The Walt Disney Company (NYSE: DIS) released its FY22 Q2 earnings results on Wednesday after the market closed. The company reported stronger than expected results with a revenue of $19.25 billion and an EPS of $1.08.
total Disney+ subscriptions rose to 137.7 million during the fiscal second quarter, higher than the 135 million analysts had forecast. Disney’s parks, experiences and products segment saw revenues more than double to $6.7 billion during the quarter, compared to the prior-year period.
Shares rose 3% during after hours following the announcement.
Reported vs. Expected
EPS: $1.08 vs $1.02 expected
Revenue – $19.25 billion vs $18.91 Billion expected
- Revenues for the quarter and six months grew 23% and 29%, respectively, despite a $1.0 billion reduction for the amount due to a customer to early terminate license agreements for film and television content delivered in previous years in order for the Company to use the content primarily on our direct-to-consumer services.
- Diluted earnings per share (EPS) from continuing operations for the quarter decreased to $0.26 from $0.50 in the prior-year quarter. Excluding certain items(1), diluted EPS for the quarter increased to $1.08 from $0.79 in the prior-year quarter.
- EPS from continuing operations for the six months ended April 2, 2022 increased to $0.89 from $0.52 in the prior-year period. Excluding certain items(1), EPS for the six months increased to $2.14 from $1.11 in the prior-year period.
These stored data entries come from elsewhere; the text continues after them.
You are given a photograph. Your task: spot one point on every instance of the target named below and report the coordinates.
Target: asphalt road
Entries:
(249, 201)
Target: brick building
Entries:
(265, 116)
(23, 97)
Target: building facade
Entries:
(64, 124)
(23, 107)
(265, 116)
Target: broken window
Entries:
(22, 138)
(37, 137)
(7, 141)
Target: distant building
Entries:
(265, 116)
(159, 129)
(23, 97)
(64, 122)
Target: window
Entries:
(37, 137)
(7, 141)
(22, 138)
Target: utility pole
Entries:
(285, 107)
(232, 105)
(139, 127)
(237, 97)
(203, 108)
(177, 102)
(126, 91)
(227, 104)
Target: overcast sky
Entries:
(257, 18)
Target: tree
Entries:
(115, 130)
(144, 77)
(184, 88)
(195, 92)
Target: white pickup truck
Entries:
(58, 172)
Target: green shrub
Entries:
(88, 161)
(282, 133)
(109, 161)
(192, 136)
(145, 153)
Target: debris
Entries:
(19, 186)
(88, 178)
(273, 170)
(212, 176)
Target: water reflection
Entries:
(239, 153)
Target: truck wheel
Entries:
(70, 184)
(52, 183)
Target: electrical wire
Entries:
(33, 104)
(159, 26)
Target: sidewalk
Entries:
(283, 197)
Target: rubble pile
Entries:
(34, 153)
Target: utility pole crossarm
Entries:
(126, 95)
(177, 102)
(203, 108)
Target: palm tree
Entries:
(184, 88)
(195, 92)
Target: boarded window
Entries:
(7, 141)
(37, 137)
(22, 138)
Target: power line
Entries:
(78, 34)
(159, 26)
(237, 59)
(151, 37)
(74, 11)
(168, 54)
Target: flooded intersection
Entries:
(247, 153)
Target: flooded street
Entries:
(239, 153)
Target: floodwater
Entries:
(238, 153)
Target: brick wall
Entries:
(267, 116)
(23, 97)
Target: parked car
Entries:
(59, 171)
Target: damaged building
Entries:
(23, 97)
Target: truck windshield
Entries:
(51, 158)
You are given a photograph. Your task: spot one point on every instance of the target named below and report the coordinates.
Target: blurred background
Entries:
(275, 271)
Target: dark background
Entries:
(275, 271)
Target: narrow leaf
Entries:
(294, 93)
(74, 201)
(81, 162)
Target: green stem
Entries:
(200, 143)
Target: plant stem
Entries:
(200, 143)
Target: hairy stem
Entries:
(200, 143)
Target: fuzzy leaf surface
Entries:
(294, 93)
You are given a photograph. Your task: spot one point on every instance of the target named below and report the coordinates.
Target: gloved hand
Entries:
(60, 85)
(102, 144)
“Our strong results in the second quarter, including fantastic performance at our domestic parks and continued growth of our streaming services—with 7.9 million Disney+ subscribers added in the quarter and total subscriptions across all our DTC offerings exceeding 205 million—once again proved that we are in a league of our own,”
“As we look ahead to Disney’s second century, I am confident we will continue to transform entertainment by combining extraordinary storytelling with innovative technology to create an even larger, more connected, and magical Disney universe for families and fans around the world.”Bob Chapek, Chief Executive Officer, The Walt Disney Company
Walt Disney last reported earnings on February 9, 2022. The entertainment conglomerate reported $1.06 earnings per share (EPS) for the quarter, $0.49 higher than the consensus estimate of $0.57. The company earned $21.82 billion during the quarter, compared to analysts’ expectations of $21.20 billion. Walt Disney has earned $1.68 per share in the last year ($1.68 diluted earnings per share) and has a price-to-earnings ratio of 63.7.
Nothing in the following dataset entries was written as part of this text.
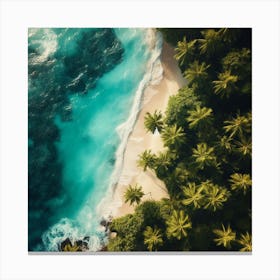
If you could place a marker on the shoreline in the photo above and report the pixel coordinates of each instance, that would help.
(155, 97)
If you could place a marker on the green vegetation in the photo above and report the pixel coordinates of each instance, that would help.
(133, 194)
(206, 165)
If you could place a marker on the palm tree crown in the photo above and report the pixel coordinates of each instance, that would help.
(200, 117)
(183, 48)
(224, 236)
(211, 42)
(196, 72)
(246, 242)
(226, 83)
(204, 155)
(153, 121)
(193, 195)
(178, 224)
(173, 136)
(244, 146)
(152, 238)
(133, 194)
(240, 182)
Nearly 12 million Disney+ subscriptions were added to the subscriber base in the first quarter. In addition, the service’s average revenue per user (ARPU) in the United States and Canada increased to $6.68 per month from $5.80 a year ago.
On the news, the stock rose about 8% in extended trading that day.
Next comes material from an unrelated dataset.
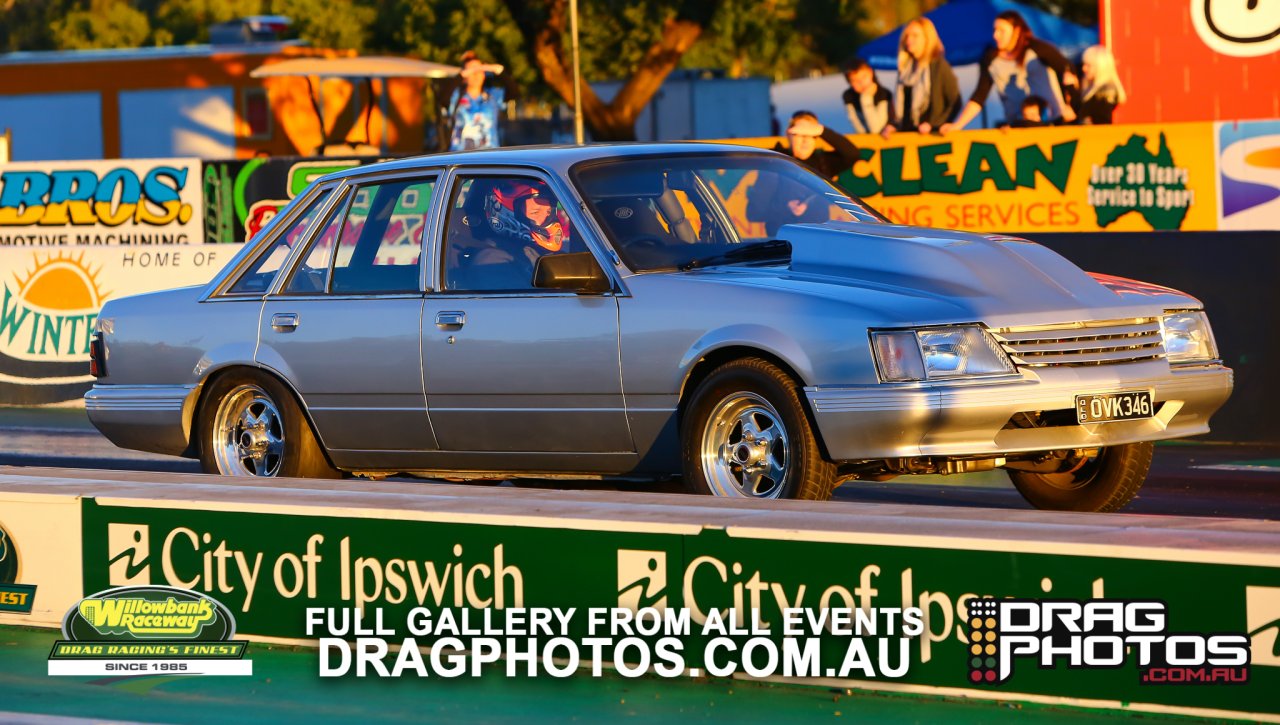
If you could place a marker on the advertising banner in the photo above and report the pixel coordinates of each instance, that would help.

Walt Disney’s earnings are expected to increase by 30.07% in the coming year, from $4.49 to $5.84 per share. For the current year, Disney’s top line is expected to surge 26% year-over-year from 2021.
Dr. Strange and Avatar
Doctor Strange in the Multiverse of Madness, Marvel Studios’ supernatural action-adventure film, cast a $450 million spell over global audiences in its opening weekend, debuting at No. 1 in all markets, marking the highest global opening of the year to date.
The teaser trailer for 20th Century Fox’s Avatar: The Way of Water, which hits theaters on May 6, is now available. The first sequel to James Cameron’s Avatar, the highest-grossing film of all time, will be released in theaters on December 16, 2022.
Disney 2022 Movies
Lightyear (June 17) and Thor: Love and Thunder (July 8) will be released during the summer of 2022. Moreover, we have Hocus Pocus 2, Disenchanted, Black Panther sequel Wakanda Forever, Pinocchio, and The Guardians of the Galaxy Holiday Special for fall 2022.
The Walt Disney Company and its subsidiaries and affiliates are a leading global family entertainment and media company with five business segments: media networks, parks and resorts, studio entertainment, consumer products, and interactive media.